We have demonstrated the expression of CD3a and S-100 protein molecules on porcine immune cells populating the gut-associated lymphoid tissues (GALT). The distribution patterns of CD3a^+ and S-100 protein^+ cells within GALT compartments, such as jejunal and ileal lamina propria (JLP and ILP), and ileal Peyer’s patches (IPP) of juvenile 8-week-old, conventionally reared pigs were examined using double staining immunohisichemical methods. The samples of jejunum and ileum were fixed in methanol-chloroform-acetic acid and embedded in paraffin and processed for immunohistochemical staining. The S-100 protein marker was detected by polyclonal antibodies (pAbs) using peroxidase-antiperoxidase (PAP) staining, and subsequently, the CD3a antigen was identified by monoclonal antibodies (mAbs) using avidin-biotin complex (ABC).
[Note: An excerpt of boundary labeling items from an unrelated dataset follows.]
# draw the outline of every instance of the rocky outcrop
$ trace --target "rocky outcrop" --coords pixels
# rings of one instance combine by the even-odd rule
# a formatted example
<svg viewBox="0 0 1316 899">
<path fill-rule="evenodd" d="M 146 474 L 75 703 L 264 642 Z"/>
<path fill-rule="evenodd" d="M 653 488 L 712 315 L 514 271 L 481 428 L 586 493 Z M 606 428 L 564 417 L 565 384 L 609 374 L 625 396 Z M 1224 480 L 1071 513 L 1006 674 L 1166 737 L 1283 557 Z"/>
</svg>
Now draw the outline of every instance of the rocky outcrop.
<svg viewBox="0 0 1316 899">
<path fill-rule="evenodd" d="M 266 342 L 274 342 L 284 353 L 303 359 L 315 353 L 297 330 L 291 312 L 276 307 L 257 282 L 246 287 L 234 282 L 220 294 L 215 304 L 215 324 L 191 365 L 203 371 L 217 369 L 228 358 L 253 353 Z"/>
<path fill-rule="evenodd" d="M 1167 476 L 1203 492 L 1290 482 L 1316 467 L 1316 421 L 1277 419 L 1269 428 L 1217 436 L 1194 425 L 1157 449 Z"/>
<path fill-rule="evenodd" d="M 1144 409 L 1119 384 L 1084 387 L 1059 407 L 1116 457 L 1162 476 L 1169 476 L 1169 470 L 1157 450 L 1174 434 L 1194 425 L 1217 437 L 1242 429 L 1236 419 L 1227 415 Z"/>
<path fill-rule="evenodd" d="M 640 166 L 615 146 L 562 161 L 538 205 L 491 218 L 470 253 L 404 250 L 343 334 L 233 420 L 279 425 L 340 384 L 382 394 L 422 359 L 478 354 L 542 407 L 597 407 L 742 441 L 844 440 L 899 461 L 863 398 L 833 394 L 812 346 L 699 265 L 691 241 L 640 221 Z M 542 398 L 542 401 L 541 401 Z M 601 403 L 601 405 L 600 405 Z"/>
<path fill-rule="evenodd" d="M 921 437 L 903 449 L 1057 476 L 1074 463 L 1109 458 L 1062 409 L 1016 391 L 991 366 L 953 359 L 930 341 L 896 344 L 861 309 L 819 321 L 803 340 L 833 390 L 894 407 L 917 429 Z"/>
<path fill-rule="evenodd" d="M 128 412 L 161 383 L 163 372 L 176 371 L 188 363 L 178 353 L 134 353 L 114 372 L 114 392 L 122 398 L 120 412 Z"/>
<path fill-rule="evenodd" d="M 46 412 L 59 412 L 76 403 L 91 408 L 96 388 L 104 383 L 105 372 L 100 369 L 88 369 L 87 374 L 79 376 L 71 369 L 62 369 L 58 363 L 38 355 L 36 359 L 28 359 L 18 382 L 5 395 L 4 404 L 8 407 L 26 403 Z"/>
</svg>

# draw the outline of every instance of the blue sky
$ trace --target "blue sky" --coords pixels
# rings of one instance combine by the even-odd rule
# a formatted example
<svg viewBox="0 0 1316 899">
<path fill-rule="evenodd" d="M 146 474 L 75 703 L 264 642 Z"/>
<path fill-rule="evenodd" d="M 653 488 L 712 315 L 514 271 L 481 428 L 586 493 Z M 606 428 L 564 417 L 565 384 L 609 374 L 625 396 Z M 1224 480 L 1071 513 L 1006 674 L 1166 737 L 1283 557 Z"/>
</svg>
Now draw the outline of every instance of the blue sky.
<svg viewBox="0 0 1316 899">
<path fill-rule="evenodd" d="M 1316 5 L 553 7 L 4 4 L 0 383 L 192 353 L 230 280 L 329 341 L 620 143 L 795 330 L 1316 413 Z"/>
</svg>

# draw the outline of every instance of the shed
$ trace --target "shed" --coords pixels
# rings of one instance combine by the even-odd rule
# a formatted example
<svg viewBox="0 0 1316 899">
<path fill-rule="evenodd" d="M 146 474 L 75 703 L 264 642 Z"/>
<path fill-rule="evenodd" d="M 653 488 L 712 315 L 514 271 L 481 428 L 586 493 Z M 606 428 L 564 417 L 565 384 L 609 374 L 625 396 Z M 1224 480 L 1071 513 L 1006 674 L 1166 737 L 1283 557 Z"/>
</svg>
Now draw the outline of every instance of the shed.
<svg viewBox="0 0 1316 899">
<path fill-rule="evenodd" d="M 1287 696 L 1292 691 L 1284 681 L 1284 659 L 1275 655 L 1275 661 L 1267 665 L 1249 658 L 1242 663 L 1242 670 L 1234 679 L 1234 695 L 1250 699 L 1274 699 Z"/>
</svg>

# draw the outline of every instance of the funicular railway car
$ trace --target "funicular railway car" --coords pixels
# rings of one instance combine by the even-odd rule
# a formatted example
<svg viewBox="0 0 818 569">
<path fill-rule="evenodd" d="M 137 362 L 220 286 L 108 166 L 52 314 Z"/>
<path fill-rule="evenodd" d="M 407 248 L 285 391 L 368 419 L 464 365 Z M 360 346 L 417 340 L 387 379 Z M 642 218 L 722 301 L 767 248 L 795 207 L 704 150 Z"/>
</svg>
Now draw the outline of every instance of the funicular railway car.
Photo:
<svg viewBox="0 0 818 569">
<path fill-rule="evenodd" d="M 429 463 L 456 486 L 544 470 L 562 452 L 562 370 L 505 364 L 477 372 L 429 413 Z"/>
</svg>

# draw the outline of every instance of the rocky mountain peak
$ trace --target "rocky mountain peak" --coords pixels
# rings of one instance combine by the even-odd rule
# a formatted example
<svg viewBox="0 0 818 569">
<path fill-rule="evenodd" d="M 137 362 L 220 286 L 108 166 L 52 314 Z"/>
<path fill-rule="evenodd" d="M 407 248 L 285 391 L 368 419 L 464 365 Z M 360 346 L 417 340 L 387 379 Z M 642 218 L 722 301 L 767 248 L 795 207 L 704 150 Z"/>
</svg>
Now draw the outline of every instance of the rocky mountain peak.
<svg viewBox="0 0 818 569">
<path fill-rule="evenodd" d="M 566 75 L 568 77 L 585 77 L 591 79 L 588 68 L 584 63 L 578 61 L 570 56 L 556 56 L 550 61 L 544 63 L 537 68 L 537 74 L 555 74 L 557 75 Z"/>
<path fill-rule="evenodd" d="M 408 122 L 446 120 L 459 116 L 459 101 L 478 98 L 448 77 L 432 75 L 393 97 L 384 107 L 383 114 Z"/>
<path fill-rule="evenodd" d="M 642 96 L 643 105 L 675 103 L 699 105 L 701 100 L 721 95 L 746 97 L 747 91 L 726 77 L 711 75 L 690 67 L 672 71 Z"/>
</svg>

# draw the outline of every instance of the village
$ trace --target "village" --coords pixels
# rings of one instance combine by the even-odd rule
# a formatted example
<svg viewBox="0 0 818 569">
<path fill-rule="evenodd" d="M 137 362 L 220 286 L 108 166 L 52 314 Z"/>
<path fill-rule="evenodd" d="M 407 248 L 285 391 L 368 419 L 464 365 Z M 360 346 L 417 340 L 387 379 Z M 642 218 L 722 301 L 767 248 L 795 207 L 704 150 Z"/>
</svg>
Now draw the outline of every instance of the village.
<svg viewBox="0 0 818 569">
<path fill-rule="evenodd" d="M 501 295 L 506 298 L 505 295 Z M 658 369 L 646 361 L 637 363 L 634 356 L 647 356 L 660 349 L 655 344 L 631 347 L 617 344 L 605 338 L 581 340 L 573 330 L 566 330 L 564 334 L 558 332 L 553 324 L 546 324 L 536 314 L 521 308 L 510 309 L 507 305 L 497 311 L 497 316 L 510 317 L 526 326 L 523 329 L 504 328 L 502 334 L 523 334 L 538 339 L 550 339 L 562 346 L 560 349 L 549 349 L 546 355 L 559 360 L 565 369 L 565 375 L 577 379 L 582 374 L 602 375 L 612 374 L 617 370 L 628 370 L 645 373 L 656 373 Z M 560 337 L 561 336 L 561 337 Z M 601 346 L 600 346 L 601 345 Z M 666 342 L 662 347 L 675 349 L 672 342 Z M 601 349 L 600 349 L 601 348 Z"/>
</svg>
The use of rabbit anti-bovine S-100 protein pAbs, in the PAP method, revealed numerous mononuclear cells around the crypts of JLP and ILP, and in the IPP. Solitary S-100 protein^+ cells were present among capillary endothelial cells of JLP and ILP. In the ABC method, using mAbs against CD3a epitope of porcine T cells, we have found that the most numerous CD3a^+ cells were intraepithelial lymphocytes and T cells between IPP. These cells were rarely distributed in the lamina propria and practically absent in the crypts. Double positive, CD3a^+ S-100 protein^+ T cells were sporadically (if any) demonstrable in the ILP, and thus, their assignment as porcine orthologue of the human CD8^+ CD11b^+ S-100 protein^+ suppressor lymphocytes seems to be unlikely. Hence, their role in down regulation of porcine intestinal immune responses still remains to be definitely established.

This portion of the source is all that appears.